TATSQIF ONLINE – Coretan kecil ini merupakan bagian dari buku Melukis Bintang-Bintang karya Sylvia Kurnia Ritonga, yang sudah terbit pada 2023 lalu. Dipersembahkan untuk semua ibu hebat dan tangguh.
——————
“Wahai orang-orang yang beriman! Mohonlah pertolongan (kepada Allah) dengan sabar dan sholat. Sungguh, Allah beserta orang-orang yang sabar.” (QS. Al-Baqarah: 153)
***
Suara gemericik air terdengar jelas dari kamar Ibu, sepertinya Ibu sedang berwudu dan akan melaksanakan salat tahajud yang merupakan rutinitasnya sejak dulu.

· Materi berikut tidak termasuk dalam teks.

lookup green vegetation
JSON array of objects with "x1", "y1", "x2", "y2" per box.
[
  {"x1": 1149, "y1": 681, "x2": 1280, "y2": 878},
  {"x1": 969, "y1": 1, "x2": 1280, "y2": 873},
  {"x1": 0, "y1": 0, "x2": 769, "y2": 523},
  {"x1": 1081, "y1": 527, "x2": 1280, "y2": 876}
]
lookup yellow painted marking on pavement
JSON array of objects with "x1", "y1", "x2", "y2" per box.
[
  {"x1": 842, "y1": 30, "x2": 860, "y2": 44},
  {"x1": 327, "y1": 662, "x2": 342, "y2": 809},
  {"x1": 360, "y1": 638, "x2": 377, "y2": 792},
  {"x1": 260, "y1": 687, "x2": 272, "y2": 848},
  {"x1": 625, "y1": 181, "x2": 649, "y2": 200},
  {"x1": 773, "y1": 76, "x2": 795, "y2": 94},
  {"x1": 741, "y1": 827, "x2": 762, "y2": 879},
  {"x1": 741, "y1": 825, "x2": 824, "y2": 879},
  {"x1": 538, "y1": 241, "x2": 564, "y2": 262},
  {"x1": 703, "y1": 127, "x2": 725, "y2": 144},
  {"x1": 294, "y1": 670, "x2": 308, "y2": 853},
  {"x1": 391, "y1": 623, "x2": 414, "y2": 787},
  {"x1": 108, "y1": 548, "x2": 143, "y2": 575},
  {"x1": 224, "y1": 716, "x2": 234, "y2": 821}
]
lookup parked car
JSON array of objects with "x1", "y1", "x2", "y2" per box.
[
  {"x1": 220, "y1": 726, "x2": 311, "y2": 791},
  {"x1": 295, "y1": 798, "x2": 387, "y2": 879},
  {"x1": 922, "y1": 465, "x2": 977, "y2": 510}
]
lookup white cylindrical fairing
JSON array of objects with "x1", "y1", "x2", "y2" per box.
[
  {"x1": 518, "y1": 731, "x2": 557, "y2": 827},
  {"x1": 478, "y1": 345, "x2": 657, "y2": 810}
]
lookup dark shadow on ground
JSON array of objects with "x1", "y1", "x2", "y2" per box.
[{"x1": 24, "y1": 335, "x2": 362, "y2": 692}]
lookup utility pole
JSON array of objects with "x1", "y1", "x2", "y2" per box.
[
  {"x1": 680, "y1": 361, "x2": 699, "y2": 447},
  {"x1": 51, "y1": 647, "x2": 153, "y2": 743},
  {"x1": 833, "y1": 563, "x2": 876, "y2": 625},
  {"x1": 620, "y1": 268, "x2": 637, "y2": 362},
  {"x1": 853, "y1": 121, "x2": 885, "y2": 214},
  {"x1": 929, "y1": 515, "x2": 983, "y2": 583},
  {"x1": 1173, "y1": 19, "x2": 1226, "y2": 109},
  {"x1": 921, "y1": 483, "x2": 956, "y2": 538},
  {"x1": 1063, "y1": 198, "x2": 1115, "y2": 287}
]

Jarum jam menunjuk pukul 3 pagi. Baru Ibu seorang di rumah mungil itu yang mulai beraktivitas. Setelah berwudu, ia bergegas ke ruang musala. Tak lupa ia menyalakan lampu ruang keluarga yang menyatu ke ruang musala. Seketika ruangan tersebut menjadi terang.
Sejak sepuluh tahun yang lalu, Ibu hampir tak pernah absen mendirikan salat tahajud. Terlebih di usianya yang hampir menginjak kepala enam saat ini, menopause telah mengakhiri kedatangan ‘tamu bulanan’ itu.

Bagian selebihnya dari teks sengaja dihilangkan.